One has to continuously strive to be excellent at her craft. Learning never stops. You also have to fight for what is due you. Nothing is ever handed on a silver platter.
What is your secret in balancing career and family/personal life? How hard was it for you and what was the breakthrough moment when you said, “I got this!”
I have been a lawyer for almost 27 years now. I am married for 25 years and with three beautiful children. Our eldest is 23 years old and is now a senior at UCLA. The two are in DLSU and Ateneo. Masaya naman daw sila.Hindi naman sila nag rerebelde. So, I guess that means I did pretty well as a wife and mom.
I really had to balance my career and family life. It was difficult especially when the children were very young. I was able to balance it by working efficiently. Weekends are, as much as possible, sacred and dedicated to the family. I was able to do this because I had help at home from fellow women. Our manangs took care of our children while I was at work.
Law is a great profession for women. The infrastructure allows us to excel based on merits. The limit is only the limit we either set for ourselves or the limit we allow others to set for ourselves.
I was also blessed with a husband who is a firm believer of equality between men and women. Since he is also a lawyer, he understood the demands of the work. He was, and is, an amazing father. We share our duties as parents.
One day, I overheard my young daughter who was probably 8 or 9 years old talking to her friend who was being bullied in school. My daughter said to her friend, “You should not let her do that to you. And if she (the bully) continues to do that, I will ask my mom to get a restraining order against her.” She understood that I defended people’s rights and that through my work, I can protect her and even her friend. So I felt less guilty about going to work.

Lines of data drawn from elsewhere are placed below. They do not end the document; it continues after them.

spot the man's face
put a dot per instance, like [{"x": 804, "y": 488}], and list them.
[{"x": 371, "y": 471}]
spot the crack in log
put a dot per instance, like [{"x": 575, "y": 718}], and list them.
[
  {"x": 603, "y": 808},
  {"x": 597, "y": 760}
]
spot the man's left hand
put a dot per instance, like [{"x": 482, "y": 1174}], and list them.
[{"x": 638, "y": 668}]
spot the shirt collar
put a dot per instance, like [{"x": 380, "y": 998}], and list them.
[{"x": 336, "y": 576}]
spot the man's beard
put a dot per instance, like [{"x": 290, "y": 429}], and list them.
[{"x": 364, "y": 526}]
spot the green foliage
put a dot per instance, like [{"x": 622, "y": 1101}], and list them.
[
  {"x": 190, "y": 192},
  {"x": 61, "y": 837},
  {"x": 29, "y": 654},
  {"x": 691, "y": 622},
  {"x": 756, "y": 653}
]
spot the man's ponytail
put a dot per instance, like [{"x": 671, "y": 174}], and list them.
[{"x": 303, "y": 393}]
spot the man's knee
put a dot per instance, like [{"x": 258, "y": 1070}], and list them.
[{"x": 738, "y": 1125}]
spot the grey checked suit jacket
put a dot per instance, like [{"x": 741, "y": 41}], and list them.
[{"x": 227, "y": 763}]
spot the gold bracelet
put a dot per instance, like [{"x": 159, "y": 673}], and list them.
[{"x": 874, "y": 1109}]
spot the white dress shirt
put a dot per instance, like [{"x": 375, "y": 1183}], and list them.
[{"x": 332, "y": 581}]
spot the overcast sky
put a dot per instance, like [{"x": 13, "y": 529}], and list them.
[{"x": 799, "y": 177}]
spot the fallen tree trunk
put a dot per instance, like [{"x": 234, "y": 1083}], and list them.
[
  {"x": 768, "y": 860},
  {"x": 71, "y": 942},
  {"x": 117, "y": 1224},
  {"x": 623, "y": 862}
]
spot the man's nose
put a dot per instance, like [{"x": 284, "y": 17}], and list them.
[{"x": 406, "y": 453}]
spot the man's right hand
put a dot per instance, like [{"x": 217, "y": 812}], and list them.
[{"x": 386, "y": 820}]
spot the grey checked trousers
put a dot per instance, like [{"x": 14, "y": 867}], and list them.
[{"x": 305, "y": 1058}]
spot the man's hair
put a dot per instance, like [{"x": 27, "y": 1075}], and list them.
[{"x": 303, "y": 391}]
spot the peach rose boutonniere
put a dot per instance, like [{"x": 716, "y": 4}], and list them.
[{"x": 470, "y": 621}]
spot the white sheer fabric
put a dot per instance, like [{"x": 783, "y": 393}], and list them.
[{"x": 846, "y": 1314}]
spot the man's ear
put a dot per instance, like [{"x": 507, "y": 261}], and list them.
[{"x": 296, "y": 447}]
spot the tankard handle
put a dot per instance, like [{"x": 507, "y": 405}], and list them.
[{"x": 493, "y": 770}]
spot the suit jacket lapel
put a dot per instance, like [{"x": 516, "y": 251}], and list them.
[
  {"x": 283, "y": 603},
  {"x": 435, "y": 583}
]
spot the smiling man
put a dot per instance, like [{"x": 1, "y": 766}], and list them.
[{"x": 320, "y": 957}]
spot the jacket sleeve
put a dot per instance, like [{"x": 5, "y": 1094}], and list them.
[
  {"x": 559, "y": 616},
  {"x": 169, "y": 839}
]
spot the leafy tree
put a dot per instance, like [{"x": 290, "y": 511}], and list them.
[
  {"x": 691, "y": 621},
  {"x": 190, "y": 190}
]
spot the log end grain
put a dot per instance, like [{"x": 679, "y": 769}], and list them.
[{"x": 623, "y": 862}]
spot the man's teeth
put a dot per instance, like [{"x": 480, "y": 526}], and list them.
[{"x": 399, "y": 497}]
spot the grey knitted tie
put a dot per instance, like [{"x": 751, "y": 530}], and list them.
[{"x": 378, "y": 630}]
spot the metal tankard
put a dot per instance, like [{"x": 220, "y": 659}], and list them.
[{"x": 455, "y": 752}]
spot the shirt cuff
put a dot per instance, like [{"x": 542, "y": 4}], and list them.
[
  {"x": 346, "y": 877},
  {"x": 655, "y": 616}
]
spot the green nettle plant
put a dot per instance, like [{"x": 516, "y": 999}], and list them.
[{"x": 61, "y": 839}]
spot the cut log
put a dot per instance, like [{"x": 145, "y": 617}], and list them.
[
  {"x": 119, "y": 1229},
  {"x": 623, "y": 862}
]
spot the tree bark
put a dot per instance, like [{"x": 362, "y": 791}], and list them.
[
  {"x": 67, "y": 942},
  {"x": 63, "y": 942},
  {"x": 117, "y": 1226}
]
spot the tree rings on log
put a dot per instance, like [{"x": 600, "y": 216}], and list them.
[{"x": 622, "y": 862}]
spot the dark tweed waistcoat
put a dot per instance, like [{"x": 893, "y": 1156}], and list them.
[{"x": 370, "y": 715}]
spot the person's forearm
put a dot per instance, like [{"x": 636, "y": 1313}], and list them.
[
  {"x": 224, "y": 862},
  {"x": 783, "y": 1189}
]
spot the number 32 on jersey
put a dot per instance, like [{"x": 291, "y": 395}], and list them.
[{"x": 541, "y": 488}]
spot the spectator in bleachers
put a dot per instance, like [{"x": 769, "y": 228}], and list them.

My “I got this” moment was when we set up Vasquez Bretaña and Sibal-Pulido Law Office (VBSP Law) together with my two partners. I am the youngest partner in firm, but we are equal partners. Initially, the proposal was for me to have a slightly less share in the partnership to acknowledge seniority. However, it was important for me that I be treated and acknowledged as an equal. I had enough experience and expertise in my practice. In the end, they agreed with me. I am happy and privileged to be able to establish a firm that values and promotes the fundamental equality of men and women.